Explaining the behaviour of grieving relatives to a teenager

(5 Posts)
Notsoskinnyminny Sun 13-Nov-16 15:58:09

My XH was estranged from his children and family for many years. He was always referred to as being a disgrace/embarrassment to the family. Any misbehaviour from nephews was met with we'd expect that from DS because of who his dad is but not you - etc, etc.

Sadly, he recently took his own life. My DCs, and especially DS, are struggling with all the unasked questions that will never be answered. They've just been to visit their GM (I'm no longer welcome in her house even though we visited each other several times a week before he died but am doing my best to make sure contact continues) and can't understand why, to quote DS, they're now referring to their dad as the greatest man that ever lived.

I've tried explaining that people act in different ways when they're greiving and to give them time but DS sees thing in a very black and white way and said all they've done is slag him off for years but if he was so great why didn't he want to see me or why didn't they take me to see him. Counselling has been offered but his response was 'I don't need someone to tell me my dad's dead'.

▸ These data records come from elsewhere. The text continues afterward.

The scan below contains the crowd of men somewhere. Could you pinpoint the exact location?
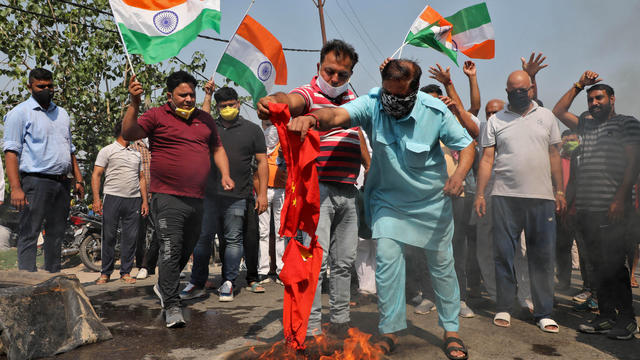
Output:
[3,40,640,359]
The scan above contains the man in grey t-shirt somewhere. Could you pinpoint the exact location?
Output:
[475,70,566,333]
[91,123,149,284]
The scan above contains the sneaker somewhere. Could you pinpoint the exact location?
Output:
[153,284,164,309]
[136,268,149,280]
[607,320,638,340]
[460,301,476,318]
[578,315,614,334]
[413,299,436,315]
[573,290,592,303]
[218,280,233,302]
[573,297,598,312]
[180,283,207,300]
[165,306,186,328]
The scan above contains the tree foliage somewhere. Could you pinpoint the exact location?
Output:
[0,0,206,198]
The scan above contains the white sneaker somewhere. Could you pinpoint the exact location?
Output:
[136,268,149,280]
[218,280,233,302]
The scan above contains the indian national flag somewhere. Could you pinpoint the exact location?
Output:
[404,5,458,64]
[109,0,220,64]
[216,15,287,105]
[446,3,495,59]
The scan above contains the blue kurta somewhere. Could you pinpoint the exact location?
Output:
[342,88,472,250]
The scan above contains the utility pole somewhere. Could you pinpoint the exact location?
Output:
[313,0,327,45]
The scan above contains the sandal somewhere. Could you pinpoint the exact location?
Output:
[444,336,469,360]
[120,274,136,284]
[246,281,264,293]
[373,334,398,355]
[96,274,109,285]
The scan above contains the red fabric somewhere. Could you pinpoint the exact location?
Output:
[269,103,320,238]
[269,103,322,349]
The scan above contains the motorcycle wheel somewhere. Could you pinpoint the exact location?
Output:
[80,234,102,272]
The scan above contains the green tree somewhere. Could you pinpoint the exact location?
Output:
[0,0,206,199]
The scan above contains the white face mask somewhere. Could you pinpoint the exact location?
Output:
[316,74,351,99]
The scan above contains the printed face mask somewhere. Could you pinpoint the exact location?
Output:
[380,89,418,119]
[316,74,349,99]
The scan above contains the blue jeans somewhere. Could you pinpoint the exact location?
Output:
[492,195,556,321]
[190,195,247,287]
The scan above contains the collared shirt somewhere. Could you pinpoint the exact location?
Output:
[129,139,151,192]
[481,102,561,200]
[342,88,472,250]
[3,97,76,175]
[138,103,220,199]
[291,75,362,184]
[95,141,142,198]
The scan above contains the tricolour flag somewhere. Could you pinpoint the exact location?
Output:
[216,15,287,105]
[446,3,495,59]
[404,5,458,64]
[109,0,220,64]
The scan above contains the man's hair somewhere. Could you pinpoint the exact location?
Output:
[213,86,238,103]
[320,39,358,70]
[380,59,422,92]
[167,70,198,92]
[113,121,122,138]
[29,68,53,84]
[420,84,442,96]
[587,84,614,96]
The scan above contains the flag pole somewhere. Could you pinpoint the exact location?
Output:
[109,2,136,76]
[209,0,256,81]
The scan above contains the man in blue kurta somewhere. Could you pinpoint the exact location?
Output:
[289,59,475,359]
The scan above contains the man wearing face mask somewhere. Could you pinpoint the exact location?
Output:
[257,40,369,337]
[180,86,269,301]
[289,59,475,359]
[3,68,84,273]
[122,71,234,328]
[553,71,640,340]
[474,70,566,333]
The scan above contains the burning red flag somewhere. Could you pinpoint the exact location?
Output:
[269,103,322,349]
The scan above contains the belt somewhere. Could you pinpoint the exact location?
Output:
[20,172,69,182]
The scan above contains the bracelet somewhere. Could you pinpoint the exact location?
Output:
[304,113,320,129]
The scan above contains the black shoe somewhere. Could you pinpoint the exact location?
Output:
[578,315,616,334]
[607,320,638,340]
[329,321,351,339]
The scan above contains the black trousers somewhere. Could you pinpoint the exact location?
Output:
[578,211,635,320]
[17,175,71,273]
[151,194,202,309]
[101,194,142,276]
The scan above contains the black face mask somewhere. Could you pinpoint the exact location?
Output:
[31,89,53,108]
[507,89,531,111]
[380,89,418,119]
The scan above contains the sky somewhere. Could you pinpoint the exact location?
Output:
[174,0,640,121]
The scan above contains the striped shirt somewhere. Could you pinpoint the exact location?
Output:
[291,75,361,184]
[576,115,640,211]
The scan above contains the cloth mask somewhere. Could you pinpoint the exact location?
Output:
[380,89,418,119]
[31,89,53,108]
[507,89,531,111]
[220,106,240,121]
[316,74,349,99]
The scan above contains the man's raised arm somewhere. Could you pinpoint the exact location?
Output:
[122,75,147,141]
[553,70,602,130]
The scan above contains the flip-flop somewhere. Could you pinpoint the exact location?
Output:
[444,336,469,360]
[493,312,511,327]
[537,318,560,334]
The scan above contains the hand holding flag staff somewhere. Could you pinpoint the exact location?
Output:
[391,3,495,65]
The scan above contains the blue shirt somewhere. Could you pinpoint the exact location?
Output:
[342,88,472,250]
[3,97,75,175]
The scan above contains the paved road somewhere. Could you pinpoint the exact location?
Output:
[38,266,640,360]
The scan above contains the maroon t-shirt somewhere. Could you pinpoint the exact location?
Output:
[138,104,221,199]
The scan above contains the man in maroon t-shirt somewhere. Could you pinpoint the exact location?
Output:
[122,71,235,327]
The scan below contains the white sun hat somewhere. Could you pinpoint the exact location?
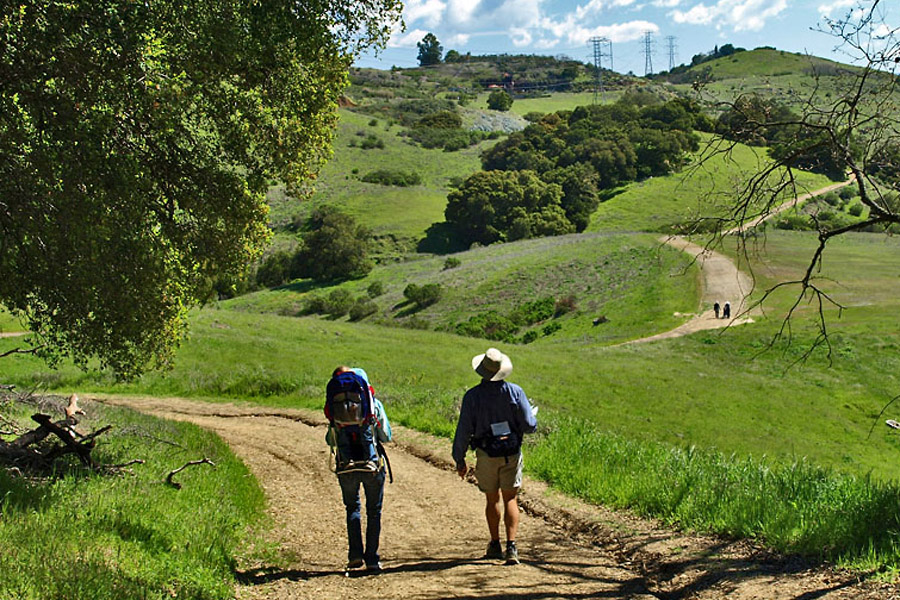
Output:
[472,348,512,381]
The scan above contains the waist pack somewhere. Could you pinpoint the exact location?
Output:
[473,421,522,458]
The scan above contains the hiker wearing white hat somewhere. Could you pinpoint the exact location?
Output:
[453,348,537,564]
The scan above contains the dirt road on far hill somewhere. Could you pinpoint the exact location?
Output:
[97,397,900,600]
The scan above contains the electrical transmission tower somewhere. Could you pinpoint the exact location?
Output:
[644,31,653,77]
[591,37,612,104]
[666,35,677,71]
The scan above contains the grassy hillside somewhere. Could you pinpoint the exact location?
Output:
[588,136,833,232]
[222,234,700,344]
[0,232,900,478]
[270,110,493,249]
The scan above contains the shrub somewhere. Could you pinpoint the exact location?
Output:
[522,329,539,344]
[444,256,462,271]
[541,321,562,336]
[509,296,557,327]
[403,283,444,308]
[822,192,841,206]
[303,294,328,315]
[838,185,859,200]
[325,289,353,318]
[350,297,378,321]
[366,281,384,298]
[556,294,577,316]
[359,133,384,150]
[361,169,422,187]
[455,311,519,342]
[488,90,512,112]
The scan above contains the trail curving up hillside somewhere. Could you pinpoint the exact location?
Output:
[98,397,900,600]
[624,178,855,344]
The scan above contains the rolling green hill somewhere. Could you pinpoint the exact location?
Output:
[0,49,900,569]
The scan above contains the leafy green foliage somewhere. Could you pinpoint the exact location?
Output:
[444,256,462,271]
[403,283,444,308]
[0,396,266,600]
[293,207,373,281]
[0,0,400,377]
[488,90,512,112]
[416,33,444,67]
[366,281,384,298]
[360,169,422,187]
[458,98,703,243]
[444,171,575,245]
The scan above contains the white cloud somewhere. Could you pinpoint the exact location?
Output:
[669,0,787,31]
[388,29,428,48]
[819,0,856,17]
[444,33,472,48]
[403,0,447,28]
[509,27,534,48]
[445,0,481,25]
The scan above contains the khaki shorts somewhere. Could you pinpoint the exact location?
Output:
[475,448,524,493]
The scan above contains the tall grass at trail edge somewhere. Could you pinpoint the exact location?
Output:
[0,403,265,600]
[526,418,900,574]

I'm at a loss to know what to do to hep him. Has anyone got any suggestions/advice?

PerspicaciaTick Sun 13-Nov-16 16:18:10

I would explain to him that his dad's relatives have a lifetime of memories, of happy times, of when his dad was a little boy and of shared experiences which they are mourning. His dad evidently grew-up to become someone who was difficult to deal with, but that doesn't mean that the love for the child/friend/son was wiped away by the more recent bad stuff. At the moment they are focusing on the good things, trying to find the things they can celebrate and regretting the fact that his life was not all they may have hoped it would be and that he will never have a chance now to doing things differently/better. Tell him that if he made stupid choices, you would be disappointed and angry but you would still love him - because feeling and relationships are very complicated.

Would someone like Winston's Wish be more approachable than a "Counsellor"?
I'd also think about buying Michael Rosen's Sad Book (written after the death of his adult son), which looks at grief and how people handle it.

Notsoskinnyminny Sun 13-Nov-16 16:36:03

Thanks I'll have a look into Winston's Wish - the counselling was offered by our GP.

I think what he's struggling with is all the contradictions. He's grown up hearing nothing but negative comments about his dad - even when he was child he was the one who would misbehave/have a tantrum/get into trouble at school. When his dad severed all contact he was told he was better off with him out of his life as he'd only drag DS down the same route.

PerspicaciaTick Sun 13-Nov-16 16:42:40

It must be very confusing for him and hard for him to feel able to express how he is feeling around people when his experiences don't seem to match up to what they are now saying.

Ifailed Sun 13-Nov-16 16:51:00

PerspicaciaTick
I think you have really hit the nail on the head with your first post. DP's brother killed himself a decade or so ago, not the best dad or husband but suddenly everyone was talking about him as if he was the greatest person in the world. It's a way of coping for those left alive; they will have so many upsetting feelings and may even blame themselves for the previous errant behaviour.
OP. maybe counselling is too soon for now for your DS, as it's clearly not about explaining that his dad is dead, but helping him come to terms with his own feelings. I think all you can do is be there for him and when you think the time is right, bring it up again.

Best Wishes for you all.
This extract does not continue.